It is estimated that global agricultural freshwater pollution has overtaken freshwater pollution from settlements and industries. Agricultural pollution often includes large quantities of nitrate (from organic fertilizers), pesticides and other agrochemicals. Decreasing water quality in modern cities is caused by crop fertilization in city freshwater supply areas, which can be at great distances. But the quality of freshwater for a modern large city also has local dimensions. Like the presence or absence of a functioning sanitation infrastructure, raw sewage treatment plants, or a functional city waste disposal service. With or without such “local dimensions” will result in huge freshwater quality differences between city’s local freshwater supplies.
At it’s simplest, water scarcity is the gap between how much freshwater we use and how much is actually available. It happens when the natural freshwater supply in a region can no longer keep up with human demands. Contrary to common belief, you don’t have to live in a desert to experience freshwater scarcity. It occurs whenever a community extracts water from rivers, lakes, reservoirs or underground resources faster than rain or snow can refill them. For centuries now, we treated clean freshwater as an infinite resource, but that assumption no longer holds today.

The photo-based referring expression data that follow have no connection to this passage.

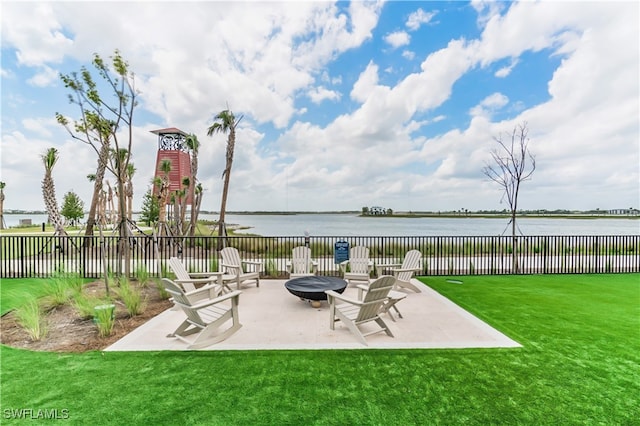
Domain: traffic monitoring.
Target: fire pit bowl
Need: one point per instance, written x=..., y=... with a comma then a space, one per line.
x=313, y=288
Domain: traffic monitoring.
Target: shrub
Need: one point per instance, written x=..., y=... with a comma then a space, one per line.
x=31, y=318
x=142, y=274
x=163, y=291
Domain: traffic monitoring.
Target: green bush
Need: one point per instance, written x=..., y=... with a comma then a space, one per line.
x=31, y=318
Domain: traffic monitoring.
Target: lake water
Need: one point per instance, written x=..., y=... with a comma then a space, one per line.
x=338, y=225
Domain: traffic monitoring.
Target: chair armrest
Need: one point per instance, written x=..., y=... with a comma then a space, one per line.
x=204, y=274
x=407, y=270
x=344, y=298
x=196, y=292
x=209, y=302
x=197, y=280
x=389, y=265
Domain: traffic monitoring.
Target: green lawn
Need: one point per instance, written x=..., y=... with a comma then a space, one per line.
x=580, y=364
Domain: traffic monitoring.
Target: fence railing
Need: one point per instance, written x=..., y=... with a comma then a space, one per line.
x=40, y=256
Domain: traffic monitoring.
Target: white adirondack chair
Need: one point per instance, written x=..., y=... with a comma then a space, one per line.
x=353, y=313
x=204, y=317
x=406, y=270
x=237, y=270
x=301, y=264
x=192, y=280
x=358, y=268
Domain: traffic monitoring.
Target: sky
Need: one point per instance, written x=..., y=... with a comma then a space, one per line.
x=345, y=105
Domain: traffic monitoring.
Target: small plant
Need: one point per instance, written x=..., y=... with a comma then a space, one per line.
x=131, y=297
x=105, y=319
x=164, y=295
x=31, y=318
x=142, y=274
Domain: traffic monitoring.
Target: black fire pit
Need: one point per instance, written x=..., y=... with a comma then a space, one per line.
x=313, y=288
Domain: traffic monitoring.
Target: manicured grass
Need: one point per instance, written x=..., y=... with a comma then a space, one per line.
x=580, y=364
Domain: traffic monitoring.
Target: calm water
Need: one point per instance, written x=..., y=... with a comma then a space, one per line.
x=337, y=225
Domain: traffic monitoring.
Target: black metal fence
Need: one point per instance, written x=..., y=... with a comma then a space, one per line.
x=40, y=256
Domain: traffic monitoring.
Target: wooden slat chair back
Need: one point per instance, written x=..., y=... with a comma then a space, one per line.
x=359, y=260
x=354, y=313
x=358, y=268
x=301, y=264
x=192, y=280
x=410, y=266
x=205, y=316
x=237, y=270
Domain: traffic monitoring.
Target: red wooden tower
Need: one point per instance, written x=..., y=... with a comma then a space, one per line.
x=172, y=147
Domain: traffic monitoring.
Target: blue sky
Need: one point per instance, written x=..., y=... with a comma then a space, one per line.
x=345, y=105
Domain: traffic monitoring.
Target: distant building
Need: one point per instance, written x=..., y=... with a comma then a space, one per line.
x=377, y=211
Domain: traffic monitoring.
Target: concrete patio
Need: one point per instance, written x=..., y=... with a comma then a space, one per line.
x=272, y=318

In urban areas people use more freshwater compared to rural areas. Or, as the Social Health website states: “urban residents typically use more water per person than their rural counterparts”. Why? When you live in “the middle of nowhere” you have to walk several miles to obtain, and carry back home your daily supply of clean freshwater. You do that only once a day. When you have only bottled water for household use (600 million households globally), you will only use what you have.
In a rural setting communities rely on smaller localized clean freshwater sources and residents are aware of their limited supply. So you keep that in mind when you take a shower. Urban residents have no idea where clean freshwater comes from other than: it runs from my tap. And taps are everywhere. Urban freshwater consumption spans domestic, commercial, industrial and public service needs. Urban freshwater infrastructure is designed to satisfy all demands you can think of. If you have the necessary money to pay for it. It also is a business model.
This is the research found suitable for this info page. The research results are short and quite stunning. The research made a distinction between water quality risk (is it clean?) and water scarcity risk (do we have enough?). The research is an evaluation of freshwater quality and scarcity risks in 304 large (population above 1 million) cities all over the world in 2015. Followed by a projection / estimation of the 2015 results in the nearby future unto 2050.
“Of the 304 cities evaluated 262 faced quality risk, among these 69 cities face very high quality risk. Decreasing freshwater quality is caused by population growth, increasing population density and crop fertilization in city water supply areas” “Of the 304 cities evaluated 85 face scarcity risk, among these 48 face very high scarcity risk. Increasing socio-economic development; visible in booming industrial, agricultural and domestic freshwater demand, is the main reason for increasing scarcity risk”. “Of the 304 cities evaluated 74 faced dual risks, meaning freshwater quality as well as scarcity risks. Of the 304 cities evaluated 7 were exposed to both very high quality risk and very high scarcity risk” (Scarcity and quality risk for future global urban water supply, Zhifeng et al.).
Along with the 2015 evaluation of the 304 large cites, 27 mega cities (population above 10 million) were also evaluated. “Of the 27 mega cities 23 face quality risk, 10 face scarcity risk. Among them 8 were exposed to both risks. 11 Mega cities including Sao Paulo (20 million), Mumbai (21 million) and Dhaka (36 million) face very high quality risk. 5 Mega cities including Delhi (34 million), Beijing (22 million), Los Angeles (13 million), Moscow (17 million) and Bangalore (14 million) face very high scarcity risk. Bangalore faces very high risk to both scarcity and quality” (Scarcity and quality risk for future global urban water supply, Zhifeng et al.).
Near future projections/estimations in this research are based on the “business as usual” scenario. This scenario is assuming that global population will grow and no changes in consuming patterns will occur. Instead of quoting the research results again, only the increasing number of cities “in trouble” will follow. From 2015-2050: 177-236 cities with increasing quality risk, 207-297 cities with increasing scarcity risk and 114-220 facing increasing risk to both water scarcity and quality. In short: the near future increase in the number of cities facing rising scarcity risk is quite remarkable. This remarkable future increase is also visible in the mega cities projection, the number of mega cities facing rising scarcity risk increasing from 10 in 2015, up to 19-27 in the period 2015-2050.
The world population number in 2015 amounted to 7,4 billion people. In 2015 just over half of the world population, 54%, lives in an urban environment. Amounting to 3,97 billion people living, working and having children in a small, large, big or mega city. In 2050 nearly 7 in 10 people will live, work and have children in a city. The estimated world population number in 2050 is 9,7 billion people. The percentage of the world population living in a city is estimated to increase to 68% in 2050. This will result in a global urban population estimated at 6,4 to 6,7 billion. Urban global population has grown from 751 million people in 1950 to approximately 6,5 billion in 2050.